2016年5月末、経済財政運営の基本方針(骨太の方針)が閣議決定されました。
介護業界に関係あるの?と思う方もいるかもしれません。
しかしこの方針では、経済成長と財政の健全化を達成するため、「聖域のない」歳出改革を打ち出しています。
当然、その中には医療や介護も含まれているのです(*1)。
今回、介護分野で解決すべき課題としてあげられたのが「地域差の縮小」です。
要介護認定率や1人あたりの介護給付費には、地域によって大きな差があります。
1人あたりの給付費で言えば、最も少ない埼玉県が年間約19万円なのに対し、もっとも多い沖縄県では約32万円。
1.6倍もの開きがあるのです。
こうした差を縮めていくことを目的に、「徹底的な見える化」が進められることになりました。
データを「見える化」するシステムとは
厚生労働省のサイトでは、“地域包括ケア「見える化」システム”がすでに稼働しています(*2)。
これは都道府県や市町村で介護保険事業計画などを策定したり、実行したりするときに役立てる情報システム。
登録すれば、行政職員や介護関係者だけでなく、一般市民も見ることができます。
提供されているデータは、1人あたりの月額給付額、要介護(要支援)認定者数、要介護(要支援)認定率、施設・居住系・在宅サービスの受給率、保険料額の推移など様々。

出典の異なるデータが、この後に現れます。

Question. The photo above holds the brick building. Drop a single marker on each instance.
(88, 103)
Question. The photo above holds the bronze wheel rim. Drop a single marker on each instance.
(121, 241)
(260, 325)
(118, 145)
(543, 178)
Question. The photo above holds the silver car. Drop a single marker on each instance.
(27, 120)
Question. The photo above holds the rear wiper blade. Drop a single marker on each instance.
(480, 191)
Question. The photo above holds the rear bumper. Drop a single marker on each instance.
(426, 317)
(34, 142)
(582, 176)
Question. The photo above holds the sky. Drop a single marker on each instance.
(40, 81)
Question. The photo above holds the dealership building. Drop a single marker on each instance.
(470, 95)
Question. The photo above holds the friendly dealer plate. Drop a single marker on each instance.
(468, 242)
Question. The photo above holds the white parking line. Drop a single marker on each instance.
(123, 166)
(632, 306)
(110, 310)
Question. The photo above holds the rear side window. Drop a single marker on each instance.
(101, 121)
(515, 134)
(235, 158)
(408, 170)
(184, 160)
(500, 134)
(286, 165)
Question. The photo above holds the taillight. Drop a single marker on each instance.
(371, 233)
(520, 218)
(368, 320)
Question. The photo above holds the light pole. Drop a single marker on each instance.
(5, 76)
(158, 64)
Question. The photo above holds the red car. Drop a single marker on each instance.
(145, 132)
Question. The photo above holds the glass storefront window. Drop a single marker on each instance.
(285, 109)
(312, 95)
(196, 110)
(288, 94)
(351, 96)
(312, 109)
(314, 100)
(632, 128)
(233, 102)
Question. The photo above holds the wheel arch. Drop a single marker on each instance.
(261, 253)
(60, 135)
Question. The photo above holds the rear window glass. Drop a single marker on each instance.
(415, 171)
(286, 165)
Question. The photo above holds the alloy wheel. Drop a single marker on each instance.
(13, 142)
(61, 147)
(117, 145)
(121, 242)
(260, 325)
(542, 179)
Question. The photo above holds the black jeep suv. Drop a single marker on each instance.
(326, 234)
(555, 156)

見たいデータと地域を指定すれば、グラフなど見やすい形で示され、いくつかの地域を比較検討することもできます。
また、キーワードを入力すれば、先進の取り組み事例を検索し、見ることもできます。
厚生労働省としては、こうしたデータを地域の関係者みなで閲覧することで課題を共有し、給付の適正化に取り組むことを期待しているようです。

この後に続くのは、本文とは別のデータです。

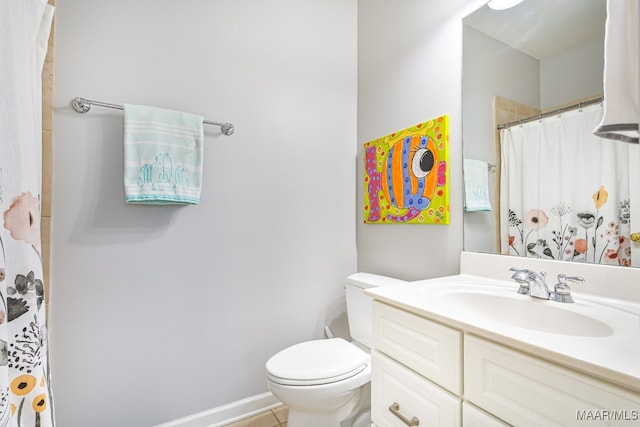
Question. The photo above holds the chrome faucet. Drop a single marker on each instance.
(534, 284)
(531, 283)
(561, 291)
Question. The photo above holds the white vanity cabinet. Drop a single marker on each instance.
(413, 359)
(417, 379)
(526, 390)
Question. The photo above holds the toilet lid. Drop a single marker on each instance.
(316, 362)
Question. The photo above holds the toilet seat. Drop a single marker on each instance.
(317, 362)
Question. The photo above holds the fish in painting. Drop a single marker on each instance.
(404, 177)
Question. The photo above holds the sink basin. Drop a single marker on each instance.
(525, 312)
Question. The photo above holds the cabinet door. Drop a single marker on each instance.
(398, 393)
(527, 391)
(429, 348)
(474, 417)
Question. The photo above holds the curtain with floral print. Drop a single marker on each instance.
(25, 394)
(564, 192)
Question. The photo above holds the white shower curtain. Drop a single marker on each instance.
(565, 192)
(25, 394)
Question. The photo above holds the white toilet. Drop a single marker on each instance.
(326, 383)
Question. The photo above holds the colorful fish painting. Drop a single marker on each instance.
(405, 175)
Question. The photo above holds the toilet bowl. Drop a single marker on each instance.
(326, 383)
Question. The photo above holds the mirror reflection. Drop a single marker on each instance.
(541, 58)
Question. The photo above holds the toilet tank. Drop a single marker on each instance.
(359, 305)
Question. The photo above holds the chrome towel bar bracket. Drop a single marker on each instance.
(83, 105)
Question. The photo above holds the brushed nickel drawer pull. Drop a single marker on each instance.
(395, 410)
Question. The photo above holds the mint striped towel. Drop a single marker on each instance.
(163, 152)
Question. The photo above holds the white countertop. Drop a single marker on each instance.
(614, 358)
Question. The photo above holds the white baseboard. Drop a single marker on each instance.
(229, 413)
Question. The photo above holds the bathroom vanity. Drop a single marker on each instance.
(470, 351)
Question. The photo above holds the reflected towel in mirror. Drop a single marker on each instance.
(476, 186)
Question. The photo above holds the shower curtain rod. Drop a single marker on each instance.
(552, 113)
(83, 105)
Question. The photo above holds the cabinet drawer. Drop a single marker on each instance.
(526, 391)
(474, 417)
(427, 347)
(393, 384)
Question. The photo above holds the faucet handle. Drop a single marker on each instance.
(575, 279)
(562, 291)
(522, 277)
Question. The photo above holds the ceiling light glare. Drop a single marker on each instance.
(503, 4)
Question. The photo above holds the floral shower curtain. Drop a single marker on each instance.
(25, 397)
(565, 192)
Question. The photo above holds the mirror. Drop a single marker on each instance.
(544, 54)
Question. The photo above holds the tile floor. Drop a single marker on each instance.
(276, 417)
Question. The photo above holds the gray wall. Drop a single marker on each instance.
(409, 71)
(161, 312)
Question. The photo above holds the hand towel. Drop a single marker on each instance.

たとえば、要介護認定率が高い場合は、認定調査の点検を行って要介護認定の適正化を図る。
1人あたりの介護費用が高い場合や、在宅サービスで特定のサービスの利用割合が高い場合は、ケアプランの点検を行う。
そんな例が示されています。
「適正」を見極められるのか
そして、ここで気になるのは、「要介護認定の適正化や、給付の抑制」などの成果を出した自治体に、手厚い財政支援をするなどの仕組みが検討されていること。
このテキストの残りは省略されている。